Why compare when you can just count?
- 2 minutes read - 414 wordsThe Bucket Sort algorithm
LC75 - example of Sorting Colors
The problem statement is as below.
Given an array nums with n objects colored red, white, or blue, sort them in-place so that objects of the same color
are adjacent, with the colors in the order red, white, and blue.
We will use the integers 0, 1, and 2 to represent the color red, white, and blue, respectively.
You must solve this problem without using the library's sort function.
class Solution:
def sortColors(self, nums: List[int]) -> None:
"""
Do not return anything, modify nums in-place instead.
"""
# bucket sort
value_range = 3 #red, white or blue
counts = [0] * value_range
for i, n in enumerate(nums):
counts[n] += 1
i = 0
for value, freq in enumerate(counts):
print(value, freq)
for _ in range(freq):
nums[i] = value
i += 1
Quick rundown
The bucket sort algorithm relies on the fact that values belong to a known range. In this example it is [0,2] ∈ Z.
The input arrays have already been prepared, by encoding categorical values into numerical ones. The same
thing could be said about a different numerical range where the start of range is re-indexed or shifted back to 0.
Given the value range is known, the bucket sort algorithm simply counts frequency of apparition of each value. From there, iterating over the range in ascending or descending order provides the values in an ordered fashion. Those values are inserted as many times as they appear in the initial array by using the frequency.
This yields a quite simple algorithm where no comparison is ever done.
Even with the nested loop, the time complexity is left to O(n) where
n is the array length given the known range is usually small.
I see you sitting at the back with your hand raised, and yes, you’re right! Technically, we could consider a bucket sort on an integer range of [-223, 232] but this range is way too large and defies the purpose of this algorithm.

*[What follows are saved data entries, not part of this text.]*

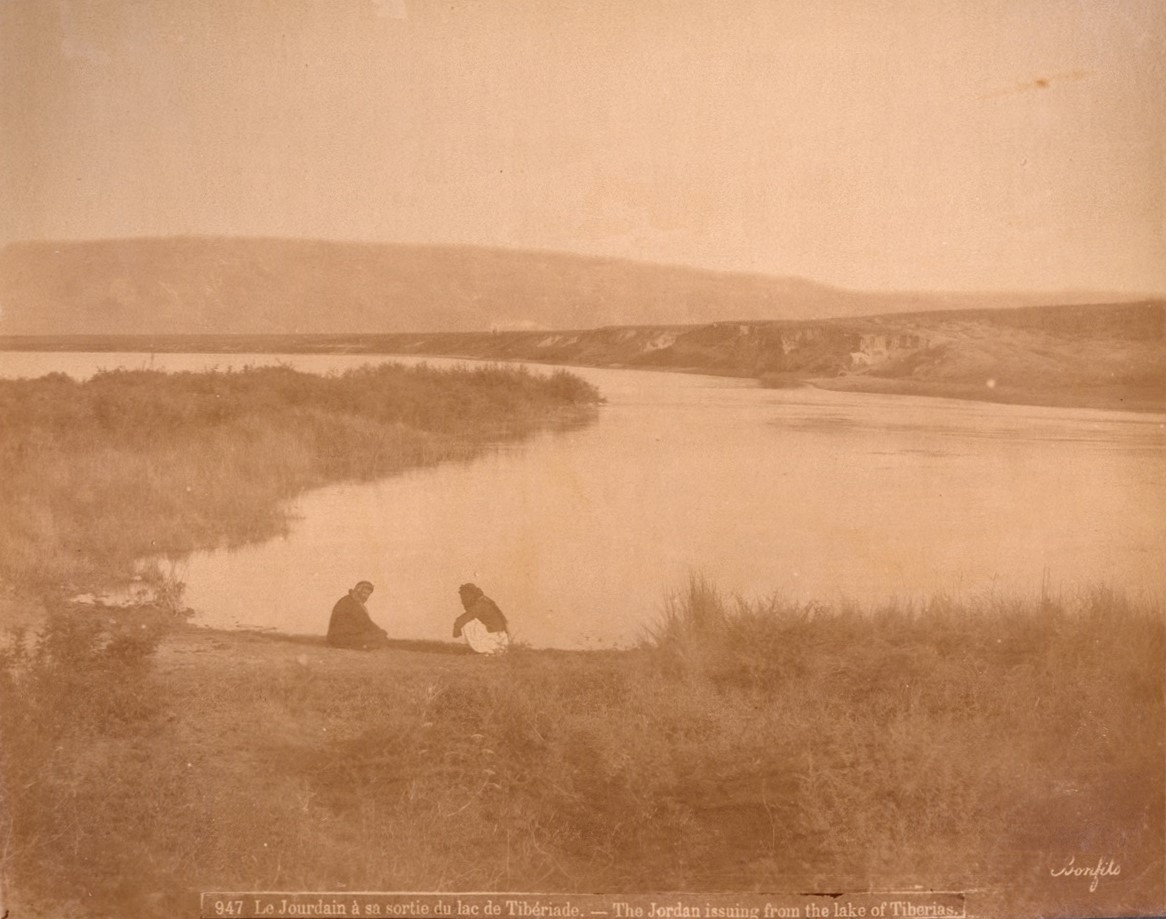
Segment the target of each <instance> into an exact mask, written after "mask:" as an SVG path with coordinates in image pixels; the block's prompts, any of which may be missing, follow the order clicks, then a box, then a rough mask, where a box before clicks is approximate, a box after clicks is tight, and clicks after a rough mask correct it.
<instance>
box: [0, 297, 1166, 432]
mask: <svg viewBox="0 0 1166 919" xmlns="http://www.w3.org/2000/svg"><path fill="white" fill-rule="evenodd" d="M0 350H47V351H54V350H66V351H68V350H77V351H136V352H147V353H148V352H166V351H190V352H199V351H202V352H223V353H231V352H236V353H246V352H267V353H350V355H358V353H367V355H393V353H398V355H427V356H444V357H461V358H473V359H479V360H511V362H515V360H521V362H533V363H542V364H562V365H575V366H593V367H619V369H647V370H667V371H679V372H693V373H707V374H715V376H726V377H745V378H752V379H759V380H761V381H763V383H764V384H765V385H802V384H812V385H815V386H821V387H823V388H836V390H850V391H855V392H871V393H885V394H909V395H934V397H942V398H948V399H970V400H976V401H989V402H1011V404H1020V405H1044V406H1063V407H1080V408H1103V409H1114V411H1128V412H1154V413H1161V412H1166V301H1161V300H1149V301H1142V302H1136V303H1101V304H1095V306H1053V307H1017V308H1010V309H975V310H951V311H940V313H901V314H887V315H880V316H863V317H852V318H836V320H817V321H757V320H743V321H739V322H717V323H705V324H691V325H626V327H609V328H600V329H577V330H539V331H493V332H424V334H420V332H419V334H393V335H238V336H222V335H220V336H213V335H150V336H2V337H0Z"/></svg>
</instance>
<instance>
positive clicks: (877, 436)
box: [0, 352, 1166, 648]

In fact, it is not recommended to use bucket sort for extremely large ranges as there will be no benefits in using a frequency-based sorting algorithm.
This sorting algorithm is considered unstable - in case of a tie between two values, it does not keep any track of which one came first, as shown above. This could be made stable in different conditions - for instance by inserting the elements in a linked list instead of counting them.